Hürriyet sözcüğünün de benzer bir macerası var: Hurriya, Arapçada köle olmayanları anlatan bir kavramdı. Bugünkü anlamına yakınlık kurulabilir, fakat o dönemde siyasi bir içeriği yoktu. Ama, bugün hürriyet karşılığı olarak kullandığımız özgürlük ile 1930’ların serbesti kavramları herhalde birebir aynı anlama gelmiyordu. Hatta, bugün için, hürriyet kavramının özgürlük kavramından farklı bir içerik kazandığını da ileri sürebiliriz. Hürriyeti siyasi bir içerikle, özgürlük kavramını ise siyaset dışı bir açıdan bakarak kişi hak ve özgürlükleri içeriğiyle yorumlayabiliriz. İstiklal kavramı için de geçerli bu tür kavramlar kayması. Örneğin Osmanlı yönetiminde taşraya gönderilen vali ve paşalara verilen geniş yetkilere istiklal vermek deniyordu.

Çoğu kez, belli sözcüklerle ifade edilen kavramları algılama açısından yönetilenlerle yönetenler arasında da farklılıklar olabiliyor. Örneğin, millet ve vatan sözcükleri 19. yüzyıl boyunca yeni içerikler kazandıkları gibi halkın anlayışıyla resmi kullanımın her zaman aynı olamayacağı gerçeğinden hareketle belli bir belirsizliği de taşıyorlardı.

Öteki dillerde bunca geniş bir “siyaset dili yelpazesi” olduğunu sanmıyorum.

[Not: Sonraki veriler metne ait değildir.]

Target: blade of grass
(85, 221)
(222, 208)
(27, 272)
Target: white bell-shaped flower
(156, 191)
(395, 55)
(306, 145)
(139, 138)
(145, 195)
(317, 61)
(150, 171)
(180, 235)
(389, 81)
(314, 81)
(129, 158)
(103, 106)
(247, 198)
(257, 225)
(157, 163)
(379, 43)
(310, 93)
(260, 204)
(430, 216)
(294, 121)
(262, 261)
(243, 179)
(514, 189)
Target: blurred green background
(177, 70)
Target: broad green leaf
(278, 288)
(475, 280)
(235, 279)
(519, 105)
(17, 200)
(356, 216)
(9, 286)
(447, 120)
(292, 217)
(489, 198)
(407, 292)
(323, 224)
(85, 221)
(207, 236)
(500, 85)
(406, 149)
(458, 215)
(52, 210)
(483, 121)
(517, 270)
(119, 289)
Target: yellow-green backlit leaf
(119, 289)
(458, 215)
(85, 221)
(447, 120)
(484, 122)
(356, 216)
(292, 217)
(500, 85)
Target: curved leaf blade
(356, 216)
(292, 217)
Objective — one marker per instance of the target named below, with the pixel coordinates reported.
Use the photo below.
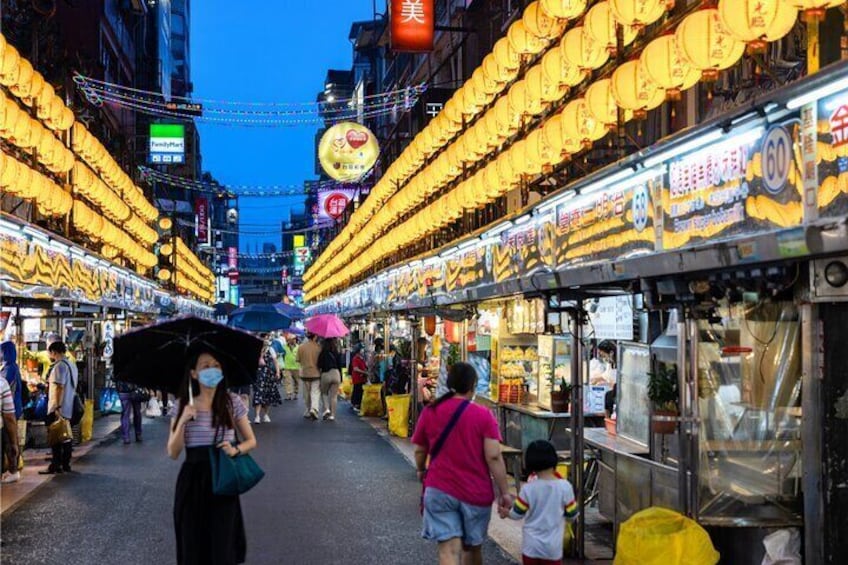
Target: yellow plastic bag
(398, 407)
(371, 404)
(658, 536)
(87, 422)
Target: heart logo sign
(356, 139)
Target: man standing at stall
(62, 387)
(307, 357)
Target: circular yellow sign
(347, 151)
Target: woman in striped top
(209, 527)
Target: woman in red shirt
(359, 376)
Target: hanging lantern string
(324, 108)
(352, 115)
(84, 81)
(247, 190)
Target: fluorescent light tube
(822, 92)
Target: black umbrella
(155, 356)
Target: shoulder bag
(440, 441)
(232, 476)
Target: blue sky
(266, 51)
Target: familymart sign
(167, 143)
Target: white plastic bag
(783, 547)
(154, 409)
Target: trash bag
(110, 402)
(398, 407)
(658, 536)
(783, 547)
(371, 403)
(87, 422)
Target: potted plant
(664, 395)
(561, 396)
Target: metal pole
(577, 424)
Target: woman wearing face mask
(209, 527)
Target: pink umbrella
(326, 325)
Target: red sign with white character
(413, 25)
(201, 211)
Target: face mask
(210, 377)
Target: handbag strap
(440, 442)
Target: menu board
(617, 222)
(832, 155)
(745, 183)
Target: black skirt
(209, 528)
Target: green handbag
(233, 475)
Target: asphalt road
(334, 492)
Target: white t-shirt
(544, 505)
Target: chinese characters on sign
(412, 25)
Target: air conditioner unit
(829, 280)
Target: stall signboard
(412, 25)
(608, 224)
(347, 151)
(523, 250)
(831, 153)
(167, 144)
(30, 269)
(332, 203)
(469, 269)
(745, 183)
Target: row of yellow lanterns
(198, 271)
(19, 129)
(20, 180)
(706, 42)
(89, 185)
(582, 49)
(99, 229)
(538, 26)
(18, 75)
(191, 287)
(95, 154)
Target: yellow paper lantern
(633, 90)
(638, 13)
(576, 118)
(564, 9)
(601, 27)
(581, 50)
(600, 103)
(664, 64)
(523, 42)
(541, 24)
(756, 22)
(706, 44)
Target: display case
(518, 363)
(554, 366)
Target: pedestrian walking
(62, 381)
(359, 375)
(330, 363)
(291, 368)
(209, 527)
(462, 442)
(266, 389)
(307, 357)
(132, 398)
(9, 435)
(545, 503)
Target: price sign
(777, 159)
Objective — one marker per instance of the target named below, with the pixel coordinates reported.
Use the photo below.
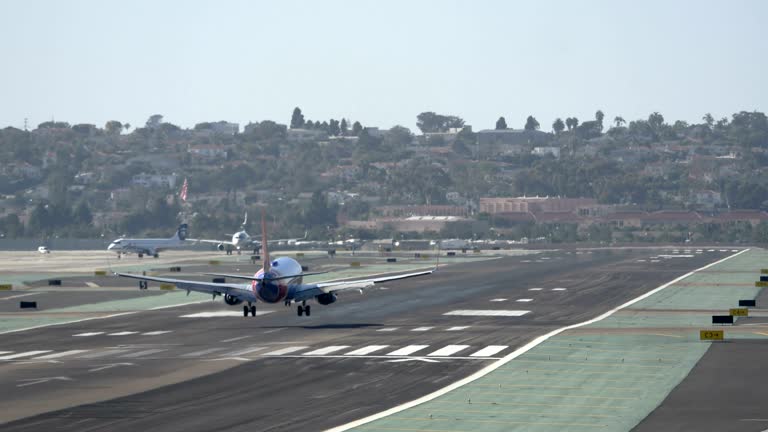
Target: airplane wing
(197, 286)
(307, 291)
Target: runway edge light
(711, 334)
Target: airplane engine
(326, 299)
(231, 300)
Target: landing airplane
(279, 280)
(150, 246)
(242, 240)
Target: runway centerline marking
(410, 349)
(491, 312)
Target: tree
(113, 127)
(599, 116)
(344, 127)
(154, 121)
(531, 124)
(558, 126)
(357, 128)
(297, 119)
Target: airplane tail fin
(181, 232)
(264, 242)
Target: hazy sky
(380, 62)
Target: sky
(382, 63)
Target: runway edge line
(518, 352)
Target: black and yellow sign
(739, 312)
(711, 334)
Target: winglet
(264, 243)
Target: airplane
(279, 280)
(242, 240)
(149, 246)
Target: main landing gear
(250, 308)
(303, 309)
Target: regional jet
(278, 280)
(241, 240)
(149, 246)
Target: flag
(183, 193)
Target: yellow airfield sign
(739, 312)
(711, 334)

Ne var ki, bu genişliğin, bizi, sadece siyasal yaşamımızda değil, güncel yaşantımızda da ciddi surette “birbirlerini anlamaz insanlar” konumuna düşürdüğünü sanıyorum.

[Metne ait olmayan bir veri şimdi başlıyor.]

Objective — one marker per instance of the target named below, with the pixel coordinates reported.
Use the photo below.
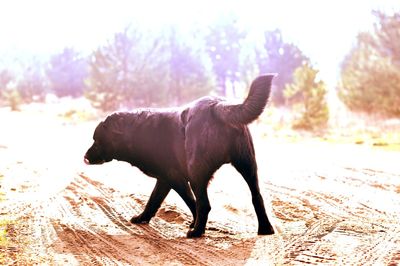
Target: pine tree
(370, 75)
(307, 95)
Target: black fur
(183, 148)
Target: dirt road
(332, 204)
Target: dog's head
(105, 137)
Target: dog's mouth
(87, 162)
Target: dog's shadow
(162, 242)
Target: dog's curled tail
(252, 107)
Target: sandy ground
(331, 204)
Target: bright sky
(324, 30)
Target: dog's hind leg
(203, 206)
(181, 186)
(158, 195)
(247, 167)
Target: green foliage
(278, 56)
(138, 69)
(370, 75)
(307, 95)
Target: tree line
(138, 68)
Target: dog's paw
(192, 224)
(139, 220)
(266, 231)
(192, 233)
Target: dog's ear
(118, 126)
(184, 116)
(114, 124)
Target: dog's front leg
(158, 195)
(203, 207)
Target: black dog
(183, 148)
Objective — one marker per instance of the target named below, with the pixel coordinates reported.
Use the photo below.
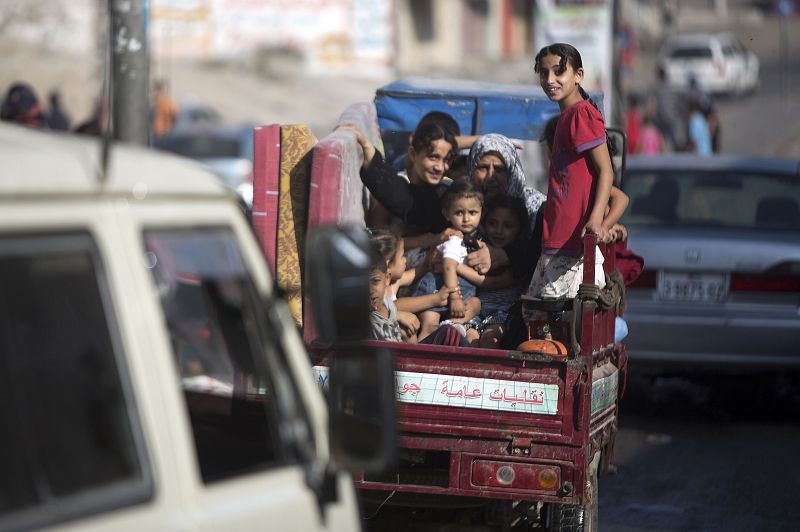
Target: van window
(722, 199)
(695, 52)
(71, 441)
(225, 359)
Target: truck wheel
(574, 517)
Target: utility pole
(130, 70)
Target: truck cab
(151, 378)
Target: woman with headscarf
(21, 105)
(495, 167)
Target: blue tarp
(517, 111)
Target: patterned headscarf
(517, 184)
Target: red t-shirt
(571, 188)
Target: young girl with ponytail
(580, 177)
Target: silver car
(719, 62)
(720, 237)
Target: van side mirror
(361, 404)
(618, 146)
(361, 388)
(337, 268)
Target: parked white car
(719, 62)
(152, 379)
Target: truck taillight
(647, 279)
(765, 283)
(517, 475)
(784, 277)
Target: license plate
(697, 287)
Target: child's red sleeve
(587, 129)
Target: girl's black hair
(512, 203)
(429, 132)
(568, 54)
(461, 189)
(376, 260)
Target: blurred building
(367, 35)
(449, 33)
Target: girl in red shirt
(580, 177)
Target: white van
(149, 377)
(719, 62)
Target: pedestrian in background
(668, 108)
(633, 121)
(707, 106)
(650, 140)
(699, 132)
(165, 110)
(21, 105)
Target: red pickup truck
(523, 432)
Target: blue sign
(785, 8)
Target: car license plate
(689, 286)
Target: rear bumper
(449, 474)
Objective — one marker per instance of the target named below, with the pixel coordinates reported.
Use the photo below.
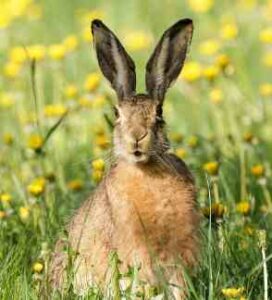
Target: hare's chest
(142, 200)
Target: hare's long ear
(168, 58)
(114, 62)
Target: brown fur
(145, 206)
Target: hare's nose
(140, 138)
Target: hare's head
(138, 132)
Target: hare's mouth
(139, 156)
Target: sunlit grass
(55, 127)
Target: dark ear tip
(96, 23)
(185, 22)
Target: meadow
(55, 134)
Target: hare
(144, 208)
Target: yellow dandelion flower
(99, 101)
(176, 137)
(216, 95)
(267, 59)
(6, 100)
(70, 43)
(37, 267)
(12, 70)
(200, 6)
(17, 55)
(36, 52)
(243, 207)
(5, 198)
(265, 89)
(191, 71)
(137, 40)
(37, 187)
(24, 213)
(257, 170)
(102, 141)
(85, 102)
(92, 82)
(222, 61)
(75, 185)
(247, 4)
(217, 211)
(211, 167)
(233, 292)
(71, 91)
(181, 153)
(34, 11)
(209, 47)
(97, 175)
(54, 110)
(35, 142)
(57, 51)
(3, 214)
(265, 35)
(229, 31)
(193, 141)
(8, 138)
(98, 164)
(211, 72)
(249, 230)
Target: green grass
(231, 252)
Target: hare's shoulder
(181, 167)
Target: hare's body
(144, 208)
(146, 214)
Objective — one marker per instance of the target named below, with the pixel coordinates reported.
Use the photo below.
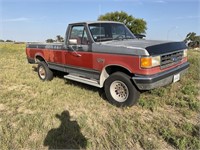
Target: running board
(83, 80)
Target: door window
(79, 33)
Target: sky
(38, 20)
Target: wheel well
(112, 69)
(39, 59)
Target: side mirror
(73, 42)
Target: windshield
(109, 31)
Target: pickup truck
(107, 55)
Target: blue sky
(38, 20)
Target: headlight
(185, 53)
(149, 62)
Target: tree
(137, 26)
(49, 40)
(9, 41)
(192, 40)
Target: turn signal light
(149, 62)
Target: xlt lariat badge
(100, 60)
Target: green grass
(66, 114)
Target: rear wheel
(44, 72)
(120, 91)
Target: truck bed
(45, 45)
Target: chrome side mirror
(73, 42)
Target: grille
(171, 59)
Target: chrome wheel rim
(119, 91)
(42, 72)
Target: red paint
(89, 60)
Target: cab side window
(79, 33)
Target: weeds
(165, 118)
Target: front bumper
(153, 81)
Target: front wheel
(120, 91)
(44, 73)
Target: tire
(120, 91)
(44, 73)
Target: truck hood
(152, 46)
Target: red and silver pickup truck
(107, 55)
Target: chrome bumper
(153, 81)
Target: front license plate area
(176, 78)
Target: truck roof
(91, 22)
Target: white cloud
(16, 19)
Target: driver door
(78, 58)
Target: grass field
(66, 114)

Kavramlar arasındaki karmaşanın dilimizin yetersizliği ile açıklanması mümkündür. Bu görüşe katılmıyorum. Bugünkü karmaşanın büyük ölçüde “bililtizam” (bilerek, kasten) yaratıldığı kanısındayım. İleride açıklamaya çalışacağım gibi, kavramlar karmaşası, bir ideolojik yönlendirme ile oluşmaktadır.